How is this object different to similar objects you have at home?
Which part of the object do you notice most? Why that part?
What type of soup do you think should be put into this dish?Have you noticed...How old this plate is? When do you think this bowl was made? Click to reveal answer
This soup bowl was made in 1770 so it is nearly 250 years old.
Object name: Soup Dish
Catalogue number: C 1918.104.22.168
Material(s): Ceramic plate with a tin glaze
Size: 25cm diameter
On display in the Jewish Museum? Yes
- This object was made to be used by a Jewish family who kept the laws of Kashrut (Kosher).
- Look closely at the object to find the letters in the centre of the plate. This word is written in Hebrew so the letters are read right to left. The word written is basar which in English means flesh (of the body). This word tells us that this dish is to be used for meat.
Laws of Kashrut (Keeping Kosher)
The laws of Kashrut (Kosher) say that you must not cook or eat dairy and meat together. Jewish people who decide to keep Kosher will sometimes have different plates for meat meals and dairy meals. This soup dish was designed to only be used for meat soup with no dairy in it.
There are many rules in the laws of Kashrut, keeping milk and meat separate is just one of these rules. Other rules include only eating animals that chew the cud and have split hooves, which means cow and sheep are ok to eat but pigs are not.

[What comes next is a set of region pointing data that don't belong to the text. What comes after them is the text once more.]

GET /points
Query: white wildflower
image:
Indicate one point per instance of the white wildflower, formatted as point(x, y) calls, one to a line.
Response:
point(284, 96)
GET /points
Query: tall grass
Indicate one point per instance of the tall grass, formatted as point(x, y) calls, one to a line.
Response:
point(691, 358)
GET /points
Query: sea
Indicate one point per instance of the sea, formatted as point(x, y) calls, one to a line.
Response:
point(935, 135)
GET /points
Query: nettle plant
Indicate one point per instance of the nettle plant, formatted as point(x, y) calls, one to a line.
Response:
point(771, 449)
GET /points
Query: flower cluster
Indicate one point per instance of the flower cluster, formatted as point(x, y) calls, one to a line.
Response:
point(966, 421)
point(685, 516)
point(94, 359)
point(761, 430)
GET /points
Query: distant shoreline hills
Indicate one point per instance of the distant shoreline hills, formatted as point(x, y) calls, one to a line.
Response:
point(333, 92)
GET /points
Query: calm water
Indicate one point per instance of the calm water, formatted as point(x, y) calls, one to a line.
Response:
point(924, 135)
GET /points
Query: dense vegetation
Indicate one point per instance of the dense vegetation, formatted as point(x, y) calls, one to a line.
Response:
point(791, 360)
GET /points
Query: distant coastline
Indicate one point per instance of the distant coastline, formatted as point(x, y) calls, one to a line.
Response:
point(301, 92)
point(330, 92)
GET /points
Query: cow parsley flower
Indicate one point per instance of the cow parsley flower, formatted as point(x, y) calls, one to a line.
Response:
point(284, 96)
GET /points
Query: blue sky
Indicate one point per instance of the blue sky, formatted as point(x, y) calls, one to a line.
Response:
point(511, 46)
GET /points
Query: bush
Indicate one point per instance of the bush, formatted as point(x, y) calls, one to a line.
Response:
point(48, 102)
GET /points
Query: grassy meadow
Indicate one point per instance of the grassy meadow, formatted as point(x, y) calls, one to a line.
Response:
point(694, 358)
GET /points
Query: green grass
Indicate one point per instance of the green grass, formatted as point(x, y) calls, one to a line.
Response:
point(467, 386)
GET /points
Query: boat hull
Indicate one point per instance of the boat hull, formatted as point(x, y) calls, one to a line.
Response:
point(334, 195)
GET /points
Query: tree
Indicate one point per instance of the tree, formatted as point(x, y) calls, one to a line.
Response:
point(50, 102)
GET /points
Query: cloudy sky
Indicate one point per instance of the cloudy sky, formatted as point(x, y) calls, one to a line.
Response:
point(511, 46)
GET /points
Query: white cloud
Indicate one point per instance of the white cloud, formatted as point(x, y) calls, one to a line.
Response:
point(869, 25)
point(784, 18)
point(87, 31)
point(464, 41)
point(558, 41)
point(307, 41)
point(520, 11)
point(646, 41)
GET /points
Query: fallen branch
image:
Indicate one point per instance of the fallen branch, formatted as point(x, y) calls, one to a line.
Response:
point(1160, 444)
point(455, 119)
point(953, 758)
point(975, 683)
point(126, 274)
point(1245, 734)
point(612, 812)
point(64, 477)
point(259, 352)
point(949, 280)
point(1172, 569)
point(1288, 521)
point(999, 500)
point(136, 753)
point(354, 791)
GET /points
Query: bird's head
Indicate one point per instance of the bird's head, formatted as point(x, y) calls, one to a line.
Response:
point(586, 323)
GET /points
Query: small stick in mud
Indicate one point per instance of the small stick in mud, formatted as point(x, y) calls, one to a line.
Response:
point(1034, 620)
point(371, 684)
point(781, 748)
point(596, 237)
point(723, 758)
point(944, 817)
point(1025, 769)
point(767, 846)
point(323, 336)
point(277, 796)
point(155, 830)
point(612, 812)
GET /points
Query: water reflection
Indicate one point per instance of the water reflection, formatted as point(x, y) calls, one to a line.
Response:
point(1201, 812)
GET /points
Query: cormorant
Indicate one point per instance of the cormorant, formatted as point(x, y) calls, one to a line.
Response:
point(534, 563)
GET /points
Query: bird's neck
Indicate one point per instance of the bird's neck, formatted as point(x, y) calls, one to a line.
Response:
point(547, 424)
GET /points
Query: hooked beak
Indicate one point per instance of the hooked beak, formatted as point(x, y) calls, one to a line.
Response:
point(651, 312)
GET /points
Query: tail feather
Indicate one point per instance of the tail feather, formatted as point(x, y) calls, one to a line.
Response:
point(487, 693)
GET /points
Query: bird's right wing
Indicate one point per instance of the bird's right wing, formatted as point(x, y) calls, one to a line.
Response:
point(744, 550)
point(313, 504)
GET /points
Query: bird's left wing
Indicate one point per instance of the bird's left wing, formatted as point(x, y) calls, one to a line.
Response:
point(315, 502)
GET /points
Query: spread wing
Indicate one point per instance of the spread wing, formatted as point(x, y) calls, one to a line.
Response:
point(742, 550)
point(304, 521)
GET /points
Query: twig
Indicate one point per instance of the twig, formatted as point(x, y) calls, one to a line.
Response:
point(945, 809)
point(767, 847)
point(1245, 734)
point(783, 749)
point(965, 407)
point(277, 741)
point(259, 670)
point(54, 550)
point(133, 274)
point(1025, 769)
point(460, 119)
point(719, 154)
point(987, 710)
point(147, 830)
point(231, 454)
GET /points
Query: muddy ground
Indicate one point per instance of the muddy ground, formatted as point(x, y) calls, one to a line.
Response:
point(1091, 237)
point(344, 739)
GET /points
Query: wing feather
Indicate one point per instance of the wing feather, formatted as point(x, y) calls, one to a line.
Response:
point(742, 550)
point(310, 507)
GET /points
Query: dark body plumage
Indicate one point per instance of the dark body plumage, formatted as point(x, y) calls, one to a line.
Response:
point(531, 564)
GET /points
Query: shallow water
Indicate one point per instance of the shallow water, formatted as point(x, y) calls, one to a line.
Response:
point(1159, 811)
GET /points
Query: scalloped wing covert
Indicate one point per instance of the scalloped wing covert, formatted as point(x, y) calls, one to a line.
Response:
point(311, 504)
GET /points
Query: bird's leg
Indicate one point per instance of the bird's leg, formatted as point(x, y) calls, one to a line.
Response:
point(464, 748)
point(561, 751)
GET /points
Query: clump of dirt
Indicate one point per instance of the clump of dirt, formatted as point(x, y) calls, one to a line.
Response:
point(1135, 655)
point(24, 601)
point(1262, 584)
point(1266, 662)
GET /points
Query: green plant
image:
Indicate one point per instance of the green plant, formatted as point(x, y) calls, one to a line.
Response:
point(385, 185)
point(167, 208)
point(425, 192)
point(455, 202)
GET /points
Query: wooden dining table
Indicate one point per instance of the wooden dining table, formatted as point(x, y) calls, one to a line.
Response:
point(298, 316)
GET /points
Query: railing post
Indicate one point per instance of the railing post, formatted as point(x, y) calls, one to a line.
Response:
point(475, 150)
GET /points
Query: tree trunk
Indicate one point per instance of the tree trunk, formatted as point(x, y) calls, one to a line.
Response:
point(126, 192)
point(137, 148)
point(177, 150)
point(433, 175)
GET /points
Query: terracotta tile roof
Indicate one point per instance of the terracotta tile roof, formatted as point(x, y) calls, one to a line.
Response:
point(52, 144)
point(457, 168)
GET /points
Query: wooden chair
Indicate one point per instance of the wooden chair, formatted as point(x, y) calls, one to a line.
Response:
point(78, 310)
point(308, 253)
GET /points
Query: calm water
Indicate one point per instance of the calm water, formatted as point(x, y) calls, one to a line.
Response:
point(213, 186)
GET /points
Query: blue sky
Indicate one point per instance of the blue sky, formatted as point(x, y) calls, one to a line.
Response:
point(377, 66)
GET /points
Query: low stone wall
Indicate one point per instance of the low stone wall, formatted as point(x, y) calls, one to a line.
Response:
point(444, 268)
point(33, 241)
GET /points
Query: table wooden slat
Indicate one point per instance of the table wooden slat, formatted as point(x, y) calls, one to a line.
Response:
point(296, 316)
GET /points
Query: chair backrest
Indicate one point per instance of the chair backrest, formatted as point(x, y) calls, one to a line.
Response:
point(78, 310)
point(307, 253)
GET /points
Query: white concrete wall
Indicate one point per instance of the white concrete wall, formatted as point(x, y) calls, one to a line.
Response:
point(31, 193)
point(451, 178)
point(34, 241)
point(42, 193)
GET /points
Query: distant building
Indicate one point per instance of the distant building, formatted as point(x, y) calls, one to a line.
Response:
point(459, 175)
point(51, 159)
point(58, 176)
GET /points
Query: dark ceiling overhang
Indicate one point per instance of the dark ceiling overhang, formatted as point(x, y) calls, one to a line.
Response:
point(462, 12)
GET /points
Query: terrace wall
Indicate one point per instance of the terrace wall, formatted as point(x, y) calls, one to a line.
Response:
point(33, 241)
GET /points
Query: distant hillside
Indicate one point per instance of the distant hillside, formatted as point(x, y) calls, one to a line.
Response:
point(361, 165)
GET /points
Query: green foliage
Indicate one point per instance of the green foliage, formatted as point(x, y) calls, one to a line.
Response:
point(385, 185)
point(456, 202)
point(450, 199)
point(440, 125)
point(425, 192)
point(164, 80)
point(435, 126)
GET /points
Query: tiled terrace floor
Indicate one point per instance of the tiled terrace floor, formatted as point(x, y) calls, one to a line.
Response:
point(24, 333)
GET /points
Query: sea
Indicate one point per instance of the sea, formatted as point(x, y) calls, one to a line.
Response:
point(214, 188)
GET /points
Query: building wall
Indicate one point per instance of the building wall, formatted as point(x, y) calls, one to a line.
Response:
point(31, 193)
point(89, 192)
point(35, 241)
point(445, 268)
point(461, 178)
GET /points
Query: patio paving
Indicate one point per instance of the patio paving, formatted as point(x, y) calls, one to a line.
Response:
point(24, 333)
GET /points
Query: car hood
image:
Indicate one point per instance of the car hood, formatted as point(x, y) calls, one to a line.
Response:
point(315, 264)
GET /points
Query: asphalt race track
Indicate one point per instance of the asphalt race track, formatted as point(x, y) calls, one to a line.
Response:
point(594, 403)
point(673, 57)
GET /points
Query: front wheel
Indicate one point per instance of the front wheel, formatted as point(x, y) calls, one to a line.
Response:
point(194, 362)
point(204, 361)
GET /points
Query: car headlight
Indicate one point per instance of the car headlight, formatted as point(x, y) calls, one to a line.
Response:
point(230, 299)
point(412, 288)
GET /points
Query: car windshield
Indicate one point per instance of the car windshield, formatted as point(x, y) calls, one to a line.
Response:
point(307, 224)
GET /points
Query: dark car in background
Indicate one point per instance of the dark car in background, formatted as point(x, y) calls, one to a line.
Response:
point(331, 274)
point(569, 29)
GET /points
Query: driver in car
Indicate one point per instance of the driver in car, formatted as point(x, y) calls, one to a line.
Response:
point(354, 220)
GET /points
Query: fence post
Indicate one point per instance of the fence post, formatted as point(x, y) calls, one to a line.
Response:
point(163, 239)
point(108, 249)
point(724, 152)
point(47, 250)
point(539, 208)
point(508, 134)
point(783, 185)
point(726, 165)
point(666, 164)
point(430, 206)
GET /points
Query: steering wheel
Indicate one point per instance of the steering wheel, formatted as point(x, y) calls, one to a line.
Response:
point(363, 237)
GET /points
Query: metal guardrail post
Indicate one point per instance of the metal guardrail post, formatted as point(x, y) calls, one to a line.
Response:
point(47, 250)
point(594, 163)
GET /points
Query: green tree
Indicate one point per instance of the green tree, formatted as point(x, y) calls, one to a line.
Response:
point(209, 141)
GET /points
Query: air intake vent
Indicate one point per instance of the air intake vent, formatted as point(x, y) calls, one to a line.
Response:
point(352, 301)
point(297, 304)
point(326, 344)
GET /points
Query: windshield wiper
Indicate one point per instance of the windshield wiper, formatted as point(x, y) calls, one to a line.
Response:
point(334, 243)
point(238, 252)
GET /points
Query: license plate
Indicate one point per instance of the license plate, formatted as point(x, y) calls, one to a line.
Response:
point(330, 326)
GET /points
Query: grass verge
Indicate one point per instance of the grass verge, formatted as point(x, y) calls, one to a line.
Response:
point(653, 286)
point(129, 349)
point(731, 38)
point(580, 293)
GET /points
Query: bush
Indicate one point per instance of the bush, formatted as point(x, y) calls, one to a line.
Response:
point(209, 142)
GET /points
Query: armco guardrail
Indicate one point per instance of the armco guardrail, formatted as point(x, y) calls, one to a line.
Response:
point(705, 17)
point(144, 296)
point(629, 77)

The laws of Kashrut are written in the Torah and there is no explanation for why Jewish people should keep the laws or why certain things are kosher and others are not. Many religious Jewish people do not need a reason, they only need to know that it was written in the Torah and therefore it is God’s word and should be done. Not all Jewish people keep Kosher and many people keep some of the rules but not all of them.